The Bill recently came under fire by numerous groups who have reiterated that it undermines democracy in New Zealand and that it restricts the ways in which the legislature of New Zealand can run. Departing National MP Nick Smith, who sits on the Justice Select Committee, says that all submissions received were against the Bill being passed into law.

“The major concern is giving the power to party leaders to be able to dismiss an MP and effectively a transfer of power to party leader at the expense of MPs and voters.”

The public will be able to make submissions to the committee until the end of July.
Billion Dollar Gap and Other Education Mishaps
Education Minister Chris Hipkins has accused the previous National Government of ignoring a $1 billion dollar cost involved in the development of Christchurch schools.

This is the latest “fiscal hole” that has come to light, and the Minister claims that National did not account for population growth when it set aside funding for the education sector during the Budgets of 2009-2017.

Hipkins said that it would be difficult to get the money to fix this shortfall and still have enough to establish repairs on Christchurch schools. “It’s one thing to try to boost the economy by increasing the population size, but having no plans to pay for the infrastructure to support those extra people is short-sighted.”

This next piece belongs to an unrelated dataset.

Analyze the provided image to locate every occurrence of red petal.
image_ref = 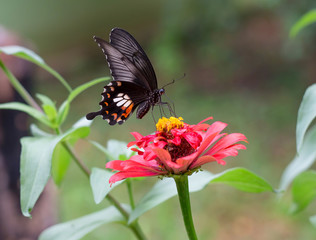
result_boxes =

National Party Wins the Donations Race

The annual return released by the Electoral Commission showed that during the 2017 Election the National Party, with $4,579,086, received around three times as many donations as the Labour Party, who recieved $1,611,073. The Opportunities Party received double the amount made by Labour, a large majority of it from tycoon Gareth Morgan. Despite this, TOP only received 2.2% of the total vote.

If any donations made to a party exceed $30,000 dollars, they must file official reports to the Electoral Commission. Major donations received by parties include two whopping six figure sums to the ACT Party.
On the other end of the spectrum, the Aotearoa Legalise Cannabis Party and the Democrats for Social Credit both received $0 in donations for the 2017 campaign.